Collaboration and governance: The twin pillars

What stands out in Chakraborty’s narrative is the emphasis on partnerships — with industry bodies, technology vendors, and regulators. “No new technology can be done without collaboration,” he says. The fintech space, particularly in India, thrives on ecosystem-level trust and interoperability, exemplified by initiatives like UPI which required multiple stakeholders to work in unison.

Extended vendor contracts, integration complexities, and regulatory compliance are not merely operational hurdles but strategic considerations that CIOs must navigate deftly. Chakraborty explains how Airtel Payments Bank works closely with NPCI, UIDAI, and hyperscalers like AWS, Google Cloud, and Azure, alongside regulatory bodies preparing for laws like the DPDP Act. Such alliances enable the bank to deploy sensitive features such as facial recognition for customer onboarding while ensuring adherence to compliance and data privacy.

Artificial Intelligence (AI), too, is approached with rigorous governance. Chakraborty shares that the bank implements MLOps practices including model version control, continuous testing, and rollback capabilities to ensure auditability and reduce risks like model drift and bias. “AI is aggressively used, but it does not replace humans. There is always a ‘man in the middle’,” he stresses, highlighting the balance between automation and human oversight crucial for trust in financial services.

Balancing innovation with inclusion and trust

For CIOs leading fintech innovation in India, the ultimate goal goes beyond technology adoption. It is about driving financial inclusion safely and sustainably. Chakraborty describes how biometric cues such as facial authentication combined with contextual fraud scoring using machine learning models have transformed risk management, enabling safer second banking accounts for underserved populations.

However, the journey is not without its challenges. The reliance on multiple data sources necessitates centralised data lakes with unified customer views, while decentralised AI models must be carefully orchestrated for effectiveness and governance. There is also the ever-present need to mitigate data bias and hallucination risks through fine-tuning and restricting AI use cases.

Despite these complexities, the vision remains clear: leveraging technology not as an end but as a means to deliver trust, transparency, and inclusion. As Chakraborty poignantly puts it, “Technology partnerships, regulatory alignment, and ethical AI governance are long-lasting journeys. CIOs who embrace this holistic view will lead India’s fintech future.”

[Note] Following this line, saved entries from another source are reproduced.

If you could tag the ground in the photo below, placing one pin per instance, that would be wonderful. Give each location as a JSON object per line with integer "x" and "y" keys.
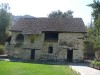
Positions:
{"x": 20, "y": 68}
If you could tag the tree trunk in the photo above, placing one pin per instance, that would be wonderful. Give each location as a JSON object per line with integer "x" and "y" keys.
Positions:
{"x": 97, "y": 54}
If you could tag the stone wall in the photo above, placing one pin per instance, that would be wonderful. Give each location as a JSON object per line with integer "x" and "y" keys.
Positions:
{"x": 41, "y": 47}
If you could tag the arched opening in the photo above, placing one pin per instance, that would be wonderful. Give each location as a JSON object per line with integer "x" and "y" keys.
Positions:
{"x": 19, "y": 38}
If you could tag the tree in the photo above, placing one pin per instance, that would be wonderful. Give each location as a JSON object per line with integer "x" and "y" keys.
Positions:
{"x": 96, "y": 16}
{"x": 5, "y": 21}
{"x": 59, "y": 14}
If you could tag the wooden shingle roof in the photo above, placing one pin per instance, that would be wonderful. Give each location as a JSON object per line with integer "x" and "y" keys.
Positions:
{"x": 38, "y": 25}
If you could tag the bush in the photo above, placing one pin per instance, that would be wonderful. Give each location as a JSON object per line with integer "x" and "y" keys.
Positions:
{"x": 1, "y": 49}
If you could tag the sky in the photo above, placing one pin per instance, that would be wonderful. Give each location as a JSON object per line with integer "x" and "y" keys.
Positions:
{"x": 41, "y": 8}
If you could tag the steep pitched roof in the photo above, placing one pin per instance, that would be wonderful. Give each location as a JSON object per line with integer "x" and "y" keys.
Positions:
{"x": 38, "y": 25}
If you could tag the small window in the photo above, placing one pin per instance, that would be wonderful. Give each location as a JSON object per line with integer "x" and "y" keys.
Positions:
{"x": 19, "y": 38}
{"x": 50, "y": 50}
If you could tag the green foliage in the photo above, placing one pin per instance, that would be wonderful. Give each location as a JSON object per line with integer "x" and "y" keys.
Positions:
{"x": 1, "y": 49}
{"x": 19, "y": 68}
{"x": 59, "y": 14}
{"x": 95, "y": 63}
{"x": 18, "y": 44}
{"x": 5, "y": 21}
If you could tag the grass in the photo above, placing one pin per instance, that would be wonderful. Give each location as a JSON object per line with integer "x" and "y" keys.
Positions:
{"x": 19, "y": 68}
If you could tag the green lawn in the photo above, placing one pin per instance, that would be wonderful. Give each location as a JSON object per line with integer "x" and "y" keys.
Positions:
{"x": 18, "y": 68}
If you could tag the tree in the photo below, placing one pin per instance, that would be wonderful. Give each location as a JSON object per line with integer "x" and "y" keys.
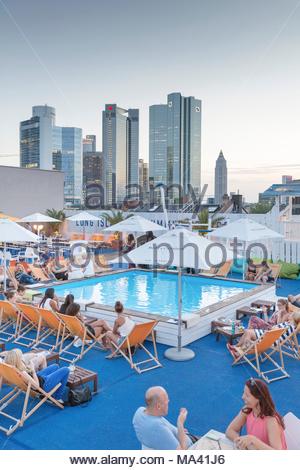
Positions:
{"x": 59, "y": 215}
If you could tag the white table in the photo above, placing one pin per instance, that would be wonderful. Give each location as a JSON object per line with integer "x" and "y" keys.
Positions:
{"x": 213, "y": 440}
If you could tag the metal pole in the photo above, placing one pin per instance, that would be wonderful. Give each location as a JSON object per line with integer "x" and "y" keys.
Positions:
{"x": 179, "y": 307}
{"x": 4, "y": 261}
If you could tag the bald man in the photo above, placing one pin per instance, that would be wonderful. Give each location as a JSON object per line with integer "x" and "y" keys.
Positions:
{"x": 153, "y": 430}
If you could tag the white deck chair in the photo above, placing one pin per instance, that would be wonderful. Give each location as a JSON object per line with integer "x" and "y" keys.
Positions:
{"x": 292, "y": 431}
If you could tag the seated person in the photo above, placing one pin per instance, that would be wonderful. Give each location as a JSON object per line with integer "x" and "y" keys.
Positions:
{"x": 294, "y": 300}
{"x": 69, "y": 299}
{"x": 264, "y": 425}
{"x": 96, "y": 327}
{"x": 251, "y": 270}
{"x": 121, "y": 329}
{"x": 56, "y": 271}
{"x": 46, "y": 378}
{"x": 264, "y": 274}
{"x": 153, "y": 430}
{"x": 23, "y": 277}
{"x": 249, "y": 336}
{"x": 281, "y": 314}
{"x": 50, "y": 301}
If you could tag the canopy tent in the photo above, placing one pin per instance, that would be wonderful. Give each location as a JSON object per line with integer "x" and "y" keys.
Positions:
{"x": 184, "y": 249}
{"x": 12, "y": 232}
{"x": 135, "y": 224}
{"x": 83, "y": 216}
{"x": 247, "y": 231}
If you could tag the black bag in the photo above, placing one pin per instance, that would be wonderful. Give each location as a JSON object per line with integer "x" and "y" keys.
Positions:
{"x": 79, "y": 395}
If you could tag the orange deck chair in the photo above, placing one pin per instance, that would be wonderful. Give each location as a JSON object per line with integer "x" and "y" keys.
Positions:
{"x": 74, "y": 326}
{"x": 14, "y": 378}
{"x": 259, "y": 352}
{"x": 9, "y": 321}
{"x": 136, "y": 339}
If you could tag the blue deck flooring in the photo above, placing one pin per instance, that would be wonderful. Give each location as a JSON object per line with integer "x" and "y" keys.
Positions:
{"x": 208, "y": 386}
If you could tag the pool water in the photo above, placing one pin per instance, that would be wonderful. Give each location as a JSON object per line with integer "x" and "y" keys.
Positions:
{"x": 155, "y": 293}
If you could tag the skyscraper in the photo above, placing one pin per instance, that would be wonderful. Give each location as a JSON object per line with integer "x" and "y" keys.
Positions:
{"x": 67, "y": 157}
{"x": 36, "y": 138}
{"x": 220, "y": 178}
{"x": 175, "y": 144}
{"x": 158, "y": 143}
{"x": 89, "y": 144}
{"x": 120, "y": 136}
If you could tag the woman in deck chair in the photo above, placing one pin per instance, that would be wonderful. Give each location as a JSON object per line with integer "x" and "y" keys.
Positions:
{"x": 50, "y": 300}
{"x": 96, "y": 327}
{"x": 121, "y": 329}
{"x": 46, "y": 378}
{"x": 264, "y": 425}
{"x": 250, "y": 335}
{"x": 280, "y": 315}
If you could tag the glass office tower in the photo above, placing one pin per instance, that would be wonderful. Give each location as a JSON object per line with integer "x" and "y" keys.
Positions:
{"x": 120, "y": 135}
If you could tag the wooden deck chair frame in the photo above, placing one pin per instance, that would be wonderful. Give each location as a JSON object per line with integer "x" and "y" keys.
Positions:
{"x": 258, "y": 352}
{"x": 290, "y": 345}
{"x": 136, "y": 339}
{"x": 73, "y": 326}
{"x": 9, "y": 318}
{"x": 54, "y": 327}
{"x": 14, "y": 379}
{"x": 30, "y": 320}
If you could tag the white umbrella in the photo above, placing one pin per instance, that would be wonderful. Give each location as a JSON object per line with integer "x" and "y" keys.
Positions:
{"x": 181, "y": 248}
{"x": 83, "y": 217}
{"x": 12, "y": 232}
{"x": 247, "y": 231}
{"x": 135, "y": 224}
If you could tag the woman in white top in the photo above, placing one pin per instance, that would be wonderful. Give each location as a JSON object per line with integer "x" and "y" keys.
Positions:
{"x": 50, "y": 300}
{"x": 122, "y": 327}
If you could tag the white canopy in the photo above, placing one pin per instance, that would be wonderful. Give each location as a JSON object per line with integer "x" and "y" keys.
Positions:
{"x": 11, "y": 232}
{"x": 135, "y": 224}
{"x": 37, "y": 217}
{"x": 82, "y": 216}
{"x": 179, "y": 247}
{"x": 246, "y": 230}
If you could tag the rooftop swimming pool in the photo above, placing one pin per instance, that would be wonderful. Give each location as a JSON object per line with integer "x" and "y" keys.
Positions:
{"x": 154, "y": 293}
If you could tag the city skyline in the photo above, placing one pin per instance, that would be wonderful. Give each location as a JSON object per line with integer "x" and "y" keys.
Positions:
{"x": 248, "y": 88}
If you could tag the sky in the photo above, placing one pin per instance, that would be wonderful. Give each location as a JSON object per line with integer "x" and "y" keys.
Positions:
{"x": 240, "y": 58}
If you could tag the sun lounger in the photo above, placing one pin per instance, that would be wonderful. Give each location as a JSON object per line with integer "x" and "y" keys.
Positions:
{"x": 74, "y": 326}
{"x": 222, "y": 271}
{"x": 14, "y": 378}
{"x": 259, "y": 352}
{"x": 9, "y": 321}
{"x": 136, "y": 339}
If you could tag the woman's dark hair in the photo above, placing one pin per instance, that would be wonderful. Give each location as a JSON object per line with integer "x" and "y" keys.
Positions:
{"x": 260, "y": 391}
{"x": 69, "y": 299}
{"x": 49, "y": 294}
{"x": 73, "y": 310}
{"x": 119, "y": 307}
{"x": 21, "y": 288}
{"x": 9, "y": 294}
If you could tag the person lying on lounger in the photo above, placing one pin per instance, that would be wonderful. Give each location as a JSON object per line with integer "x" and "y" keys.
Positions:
{"x": 264, "y": 274}
{"x": 294, "y": 300}
{"x": 280, "y": 315}
{"x": 251, "y": 270}
{"x": 264, "y": 425}
{"x": 47, "y": 378}
{"x": 251, "y": 335}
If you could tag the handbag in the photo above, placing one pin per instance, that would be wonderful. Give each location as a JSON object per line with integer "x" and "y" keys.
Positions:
{"x": 79, "y": 395}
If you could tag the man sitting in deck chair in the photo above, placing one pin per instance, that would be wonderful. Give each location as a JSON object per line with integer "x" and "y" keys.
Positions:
{"x": 156, "y": 432}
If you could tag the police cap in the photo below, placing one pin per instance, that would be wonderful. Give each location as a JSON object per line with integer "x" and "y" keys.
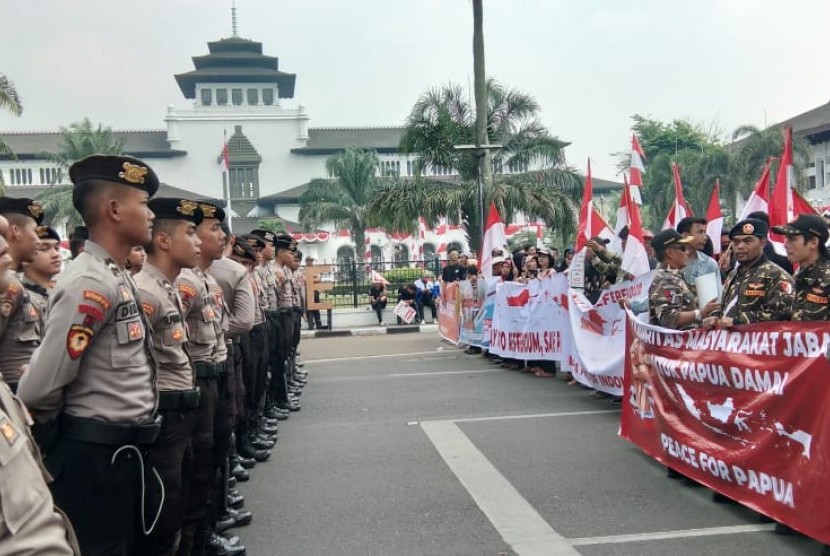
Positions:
{"x": 749, "y": 227}
{"x": 242, "y": 250}
{"x": 26, "y": 207}
{"x": 176, "y": 209}
{"x": 123, "y": 170}
{"x": 806, "y": 225}
{"x": 667, "y": 238}
{"x": 45, "y": 232}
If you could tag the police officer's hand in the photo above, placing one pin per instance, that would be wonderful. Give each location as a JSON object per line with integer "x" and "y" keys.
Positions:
{"x": 710, "y": 307}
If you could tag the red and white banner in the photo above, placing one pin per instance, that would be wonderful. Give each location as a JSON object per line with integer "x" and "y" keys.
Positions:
{"x": 743, "y": 411}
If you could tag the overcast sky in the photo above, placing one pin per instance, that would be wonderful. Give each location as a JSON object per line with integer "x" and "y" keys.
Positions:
{"x": 591, "y": 64}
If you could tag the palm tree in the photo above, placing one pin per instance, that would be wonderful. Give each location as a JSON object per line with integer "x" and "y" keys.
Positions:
{"x": 10, "y": 101}
{"x": 79, "y": 140}
{"x": 344, "y": 200}
{"x": 441, "y": 118}
{"x": 753, "y": 146}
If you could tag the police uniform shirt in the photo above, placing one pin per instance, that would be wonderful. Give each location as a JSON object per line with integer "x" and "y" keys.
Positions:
{"x": 667, "y": 297}
{"x": 232, "y": 277}
{"x": 163, "y": 311}
{"x": 20, "y": 330}
{"x": 757, "y": 292}
{"x": 29, "y": 522}
{"x": 203, "y": 316}
{"x": 812, "y": 290}
{"x": 95, "y": 360}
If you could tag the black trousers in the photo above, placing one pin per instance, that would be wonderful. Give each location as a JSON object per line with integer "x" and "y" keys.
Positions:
{"x": 202, "y": 477}
{"x": 277, "y": 390}
{"x": 101, "y": 497}
{"x": 172, "y": 457}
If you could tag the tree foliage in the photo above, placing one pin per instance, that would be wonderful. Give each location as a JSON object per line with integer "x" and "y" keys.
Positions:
{"x": 344, "y": 201}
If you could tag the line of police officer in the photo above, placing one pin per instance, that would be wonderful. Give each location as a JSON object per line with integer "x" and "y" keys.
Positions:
{"x": 150, "y": 393}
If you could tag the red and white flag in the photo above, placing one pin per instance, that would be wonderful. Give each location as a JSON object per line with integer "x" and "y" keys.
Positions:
{"x": 494, "y": 238}
{"x": 781, "y": 209}
{"x": 680, "y": 209}
{"x": 585, "y": 231}
{"x": 714, "y": 218}
{"x": 637, "y": 169}
{"x": 759, "y": 199}
{"x": 635, "y": 256}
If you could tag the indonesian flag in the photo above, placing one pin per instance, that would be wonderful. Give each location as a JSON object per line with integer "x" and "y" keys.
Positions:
{"x": 494, "y": 238}
{"x": 759, "y": 199}
{"x": 679, "y": 209}
{"x": 781, "y": 210}
{"x": 585, "y": 230}
{"x": 223, "y": 162}
{"x": 622, "y": 215}
{"x": 600, "y": 228}
{"x": 714, "y": 218}
{"x": 637, "y": 169}
{"x": 635, "y": 256}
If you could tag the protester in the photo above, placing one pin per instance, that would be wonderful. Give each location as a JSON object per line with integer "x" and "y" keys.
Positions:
{"x": 758, "y": 290}
{"x": 378, "y": 300}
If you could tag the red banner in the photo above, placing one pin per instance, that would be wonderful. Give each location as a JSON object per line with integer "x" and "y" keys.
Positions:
{"x": 744, "y": 411}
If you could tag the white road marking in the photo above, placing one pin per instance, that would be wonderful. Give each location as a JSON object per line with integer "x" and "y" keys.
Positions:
{"x": 359, "y": 357}
{"x": 440, "y": 373}
{"x": 682, "y": 534}
{"x": 518, "y": 523}
{"x": 535, "y": 415}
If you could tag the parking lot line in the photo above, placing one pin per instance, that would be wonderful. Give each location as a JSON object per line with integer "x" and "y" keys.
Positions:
{"x": 663, "y": 535}
{"x": 518, "y": 523}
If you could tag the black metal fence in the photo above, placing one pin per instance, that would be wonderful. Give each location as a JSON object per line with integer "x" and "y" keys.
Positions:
{"x": 352, "y": 280}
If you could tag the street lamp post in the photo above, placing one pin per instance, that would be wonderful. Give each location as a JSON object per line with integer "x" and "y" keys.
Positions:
{"x": 479, "y": 152}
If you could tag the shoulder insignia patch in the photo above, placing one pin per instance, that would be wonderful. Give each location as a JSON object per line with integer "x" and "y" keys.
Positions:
{"x": 77, "y": 340}
{"x": 98, "y": 298}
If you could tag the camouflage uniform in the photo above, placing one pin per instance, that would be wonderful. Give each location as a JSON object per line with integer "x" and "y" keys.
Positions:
{"x": 667, "y": 297}
{"x": 598, "y": 268}
{"x": 812, "y": 291}
{"x": 757, "y": 292}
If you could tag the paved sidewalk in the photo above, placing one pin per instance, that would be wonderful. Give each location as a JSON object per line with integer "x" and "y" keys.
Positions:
{"x": 370, "y": 330}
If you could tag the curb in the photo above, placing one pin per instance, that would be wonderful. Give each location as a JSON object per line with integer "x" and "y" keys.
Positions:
{"x": 370, "y": 331}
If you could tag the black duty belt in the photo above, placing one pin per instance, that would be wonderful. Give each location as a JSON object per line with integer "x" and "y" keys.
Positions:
{"x": 179, "y": 400}
{"x": 206, "y": 369}
{"x": 112, "y": 434}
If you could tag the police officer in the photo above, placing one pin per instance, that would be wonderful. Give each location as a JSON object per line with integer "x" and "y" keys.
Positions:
{"x": 758, "y": 290}
{"x": 671, "y": 302}
{"x": 39, "y": 274}
{"x": 203, "y": 306}
{"x": 29, "y": 524}
{"x": 806, "y": 239}
{"x": 19, "y": 319}
{"x": 174, "y": 246}
{"x": 94, "y": 369}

As the digital financial ecosystem continues to evolve at a breakneck pace, CIOs must play a more decisive role not just in tech adoption but in shaping the very frameworks of trust, security, and long-term interoperability. For Chakraborty, the future isn’t about adopting shiny new tools but ensuring the bedrock data, ethics, partnerships, and resilience is uncompromised.

“There’s no shortcut to building for Bharat,” Chakraborty says. “You need to think long-term, act collaboratively, and design for trust.”